Minority pitchers succeed with fewer called strikes
I'm scheduled to talk about umpires and racial bias in a couple of weeks at JSM in Miami. I was hoping not to have to repeat same old things I've been talking about for the last few years, so I decided to see if there's anything new I could find. And I think I've got something, maybe. Well, I thought I had something, and it's interesting, but I now think it might be a false alarm with respect to umpires and race.

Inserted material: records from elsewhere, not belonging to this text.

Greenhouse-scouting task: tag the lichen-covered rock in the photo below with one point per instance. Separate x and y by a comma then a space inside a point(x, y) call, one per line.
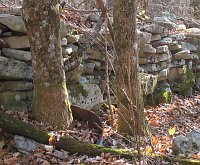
point(185, 55)
point(13, 69)
point(187, 144)
point(150, 68)
point(189, 46)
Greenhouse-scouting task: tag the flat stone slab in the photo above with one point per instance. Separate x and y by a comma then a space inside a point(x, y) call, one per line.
point(163, 74)
point(150, 68)
point(176, 63)
point(185, 55)
point(156, 37)
point(188, 46)
point(162, 49)
point(14, 23)
point(13, 69)
point(153, 28)
point(17, 54)
point(148, 48)
point(174, 74)
point(17, 42)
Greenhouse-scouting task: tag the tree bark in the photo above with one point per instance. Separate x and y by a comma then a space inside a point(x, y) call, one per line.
point(50, 99)
point(126, 66)
point(18, 127)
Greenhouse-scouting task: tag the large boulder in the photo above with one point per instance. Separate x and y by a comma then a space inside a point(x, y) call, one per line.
point(187, 144)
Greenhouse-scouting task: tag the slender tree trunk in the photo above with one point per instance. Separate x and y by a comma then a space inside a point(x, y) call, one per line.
point(50, 99)
point(126, 66)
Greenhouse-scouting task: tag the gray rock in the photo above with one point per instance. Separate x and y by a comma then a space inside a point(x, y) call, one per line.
point(15, 86)
point(13, 69)
point(15, 23)
point(143, 61)
point(88, 68)
point(164, 56)
point(156, 37)
point(17, 54)
point(17, 42)
point(165, 41)
point(25, 145)
point(185, 55)
point(152, 28)
point(93, 53)
point(175, 74)
point(16, 100)
point(188, 46)
point(162, 49)
point(143, 38)
point(187, 144)
point(162, 75)
point(178, 37)
point(7, 34)
point(149, 49)
point(174, 46)
point(73, 76)
point(148, 83)
point(150, 68)
point(81, 38)
point(176, 63)
point(165, 22)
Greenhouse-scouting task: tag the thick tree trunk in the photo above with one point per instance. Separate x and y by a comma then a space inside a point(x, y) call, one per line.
point(126, 66)
point(17, 127)
point(50, 99)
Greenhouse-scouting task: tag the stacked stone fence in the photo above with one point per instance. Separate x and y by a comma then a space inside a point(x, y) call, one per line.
point(165, 47)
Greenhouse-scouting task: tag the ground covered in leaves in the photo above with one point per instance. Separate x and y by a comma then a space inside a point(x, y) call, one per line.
point(163, 123)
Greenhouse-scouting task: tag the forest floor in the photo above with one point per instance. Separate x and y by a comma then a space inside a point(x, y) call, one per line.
point(163, 123)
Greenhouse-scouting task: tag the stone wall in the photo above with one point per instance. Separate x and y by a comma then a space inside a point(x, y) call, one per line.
point(163, 54)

First, a quick review (and I promise it'll be quick). The Hamermesh study of racial bias (.pdf) was based on a chart that looked like this:
Pitcher ------ White Hspnc Black
White Umpire-- 31.88 31.27 31.27
Hspnc Umpire-- 31.41 32.47 28.29
Black Umpire-- 31.22 31.21 32.52
All Umpires –- 31.83 31.30 31.32
The numbers are the percentage of called pitches (not swung at) that the umpire called a strike. This chart is based only on low-attendance games (less than 30,000 fans), where the study's authors found the strongest effect. It's my attempt to reproduce their results from Retrosheet data (the authors didn't provide the equivalent chart to what I have here).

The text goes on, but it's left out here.